Shepherd has been "forced into a corner" and, if he chooses not to sell, could be sacked from the board if Ashley manages to secure another 10% of the club's shares, according to sport business expert Tom Cannon.
Mr Cannon, who is also dean of Buckingham University Business School, said: "I think Shepherd will now be thinking he doesn't have an awful lot of choice but to sell.
"It's obvious that Ashley will now want some say in the running of the club and my guess is that Freddie Shepherd will find that very difficult.
"Freddie Shepherd's 30% shareholding is not enough to stop Mike Ashley acquiring more than 50%, which would give him control of the day-to-day running of the club and allow him, should he choose, to sack Shepherd as chairman, vote him off the board and decide the dividend.

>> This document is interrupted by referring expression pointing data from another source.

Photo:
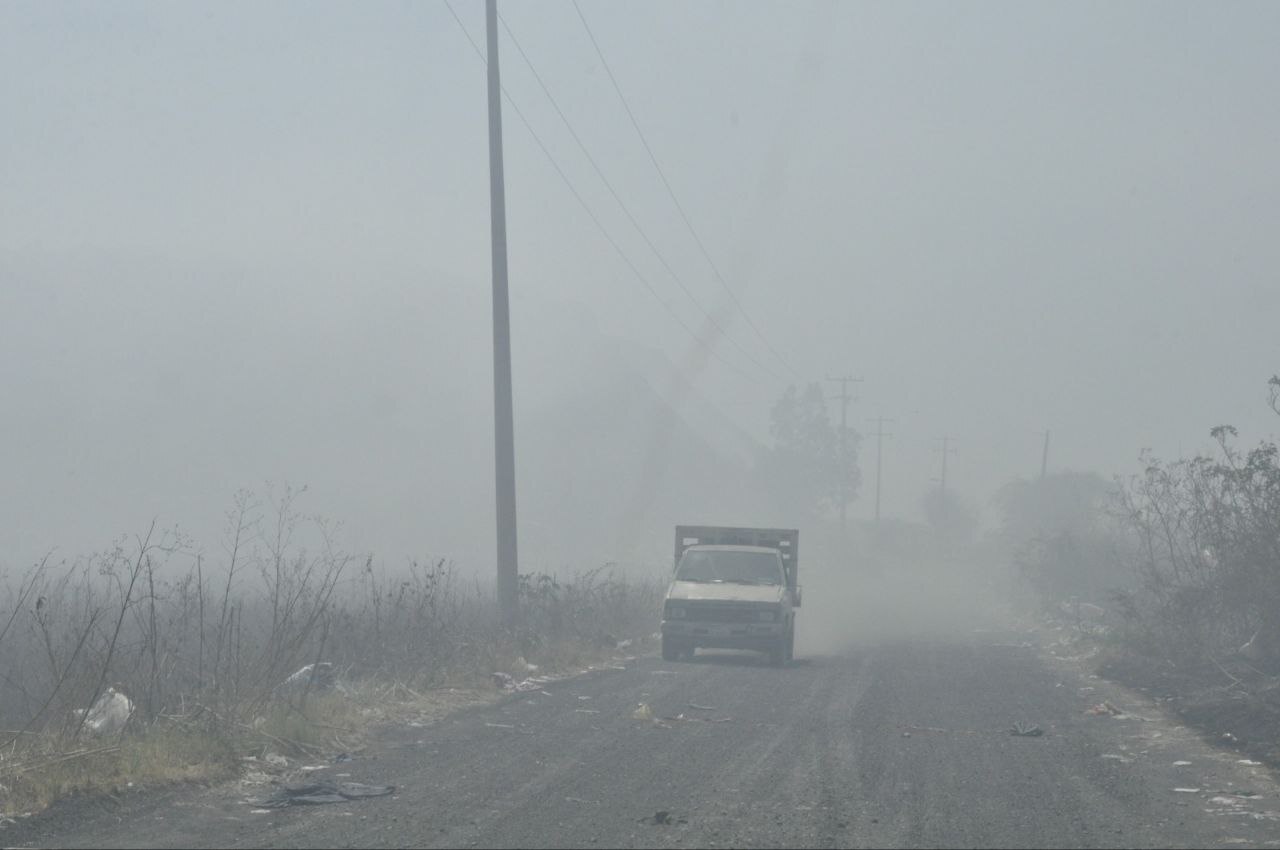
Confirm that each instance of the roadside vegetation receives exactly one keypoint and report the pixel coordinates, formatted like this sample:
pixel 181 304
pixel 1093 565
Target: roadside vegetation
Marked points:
pixel 1173 575
pixel 202 649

"All he needs to do that is another 10% and it seems impossible to think that he wouldn't get that." Shepherd, who succeeded Hall Snr at the helm in December 1997, has resisted takeover approaches from the Jersey-based Belgravia Group and the St James's Park Group.
As late as last week, Mr Shepherd, who has insisted in the past he would not stand in the way of a "Geordie Abramovich", said: "It is a plc matter.
"But none of these talks came to anything because I am not selling.
"It is an impossible club to buy. If the Halls don't sell and I don't sell, there is no way anybody can buy this club."
The club is servicing debts of around £80m and in March announced an operating loss of £6.9m for the six months to last December 31.
Mr Cannon said: "I would guess most shareholders will take the offer [of £1 per share] so that would leave Shepherd as a significant minority shareholder of a football club which is not particularly attractive.
"The fans will be likely to sell because all they will be looking for is someone who will bankroll the club - fans are supporters first and shareholders second."